Just doing Step 1 will allow 100x improvement over the naive method of connecting the 50 shortest proteins.
Then we need to further consolidate these 3-15 strings into 1. For each two unconnected strings A and B, at every position of A, I have to expand every character (or amino acid) into all possible combination of codons (expressed as a sequence of nucleotides), and then check if I can match the sequence of nucleotides with any possible codon combination of header of B.
This step is pretty complex. It’s very much brute-force by expanding every single position into every possible combination. The time complexity in theory is the square of sum of all string lengths. Luckily, since we are only talking about an alphabet of 4x4x4=64 codons translating into 20 amino acids, the time complexity it’s not too bad.
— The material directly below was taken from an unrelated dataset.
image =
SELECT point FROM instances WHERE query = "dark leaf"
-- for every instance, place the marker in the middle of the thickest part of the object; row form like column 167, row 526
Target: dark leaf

I estimate it’s linear with a reasonable constant factor.
With this step we connected all proteins into one target string T within the total length of G (or 32K letters)
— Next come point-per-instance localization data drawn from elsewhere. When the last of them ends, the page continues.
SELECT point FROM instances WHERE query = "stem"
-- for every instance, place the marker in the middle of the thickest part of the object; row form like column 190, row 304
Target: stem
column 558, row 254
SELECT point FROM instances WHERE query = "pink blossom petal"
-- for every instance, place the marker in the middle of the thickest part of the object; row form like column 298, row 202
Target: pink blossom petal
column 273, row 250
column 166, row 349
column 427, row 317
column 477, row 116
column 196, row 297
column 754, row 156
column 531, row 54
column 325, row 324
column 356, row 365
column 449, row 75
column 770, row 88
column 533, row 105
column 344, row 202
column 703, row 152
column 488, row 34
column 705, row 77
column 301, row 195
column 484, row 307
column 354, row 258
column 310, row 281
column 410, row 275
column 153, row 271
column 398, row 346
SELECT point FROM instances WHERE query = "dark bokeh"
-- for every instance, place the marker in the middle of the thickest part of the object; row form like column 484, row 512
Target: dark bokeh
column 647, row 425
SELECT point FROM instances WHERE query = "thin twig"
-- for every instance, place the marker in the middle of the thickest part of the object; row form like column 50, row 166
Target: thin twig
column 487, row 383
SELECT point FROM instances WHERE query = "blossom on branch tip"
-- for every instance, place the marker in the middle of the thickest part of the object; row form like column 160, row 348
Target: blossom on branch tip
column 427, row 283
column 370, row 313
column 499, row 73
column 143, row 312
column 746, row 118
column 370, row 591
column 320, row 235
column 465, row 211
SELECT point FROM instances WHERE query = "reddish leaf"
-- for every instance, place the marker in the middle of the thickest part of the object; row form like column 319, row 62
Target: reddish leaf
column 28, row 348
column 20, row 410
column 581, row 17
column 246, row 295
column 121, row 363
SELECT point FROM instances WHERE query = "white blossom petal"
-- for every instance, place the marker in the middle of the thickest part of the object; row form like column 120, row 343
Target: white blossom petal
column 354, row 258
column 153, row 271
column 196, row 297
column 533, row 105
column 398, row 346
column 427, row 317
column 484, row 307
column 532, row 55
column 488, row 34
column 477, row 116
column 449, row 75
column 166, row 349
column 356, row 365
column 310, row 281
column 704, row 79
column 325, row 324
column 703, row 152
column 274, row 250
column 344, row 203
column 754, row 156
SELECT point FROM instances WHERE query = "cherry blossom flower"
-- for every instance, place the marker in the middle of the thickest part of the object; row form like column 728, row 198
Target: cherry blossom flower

Step 2 will further improve score by a factor of 5-10 over Step 1.
We generated target string T without considering G at all. Now we need to find the best way to transform G into T with minimal cost.
I started from the beginning of T, then try to find the longest appearance of T’s header in string G. For example:
T = ABCDEFG…
G = AAA…ABCDEFG…ZZZ
Then I can use two reversals to transform G to match the header of T.
G0 = AAA…[ABCDEFG…ZZZ]
G1 = [AAA…ZZZ…GFEDCBA]
G2 = [ABCDEFG…ZZZ…AAA]
Note thist technique works even if ABCDEFG is in the middle of T.
Since one side of the reversal is always the end of G, I only need to pay K.
Similarly, I also try to find the reversal of T’s header. For example:
T = ABCDEFG…
G = AAA…GFEDCBA…ZZZ
In this case, I just need to transform using one reversal:
G0 = [AAA…GFEDCBA]…ZZZ
G1 = [ABCDEFG…AAA]…ZZZ
There are also some incremental improvements by allowing up to 1 mutation. For example:
T = ABCDEFG…
G = AAA…GF[Z]DCBA…ZZZ
Which can be transformed by adding one mutation step:
G0 = [AAA…GFZDCBA]…ZZZ
G1 = [ABCDZFG…AAA]…ZZZ
G2 = ABCD[E]FG…AAA…ZZZ
In practice I have to set a minimal match size of 4 before attempting the reversal technique above. Otherwise, I will just use plain-vanilla mutation to match G to T and move on to the next position in T.
That’s it. A lot of fun trying different ways to improve the score. I never imagined there can be an 10,000x improvement over the naive method.
Here is a lightly commented C++ solution:
Any question, just let me know.
Thanks a lot for explaining your approach, @wjli! Much appreciated.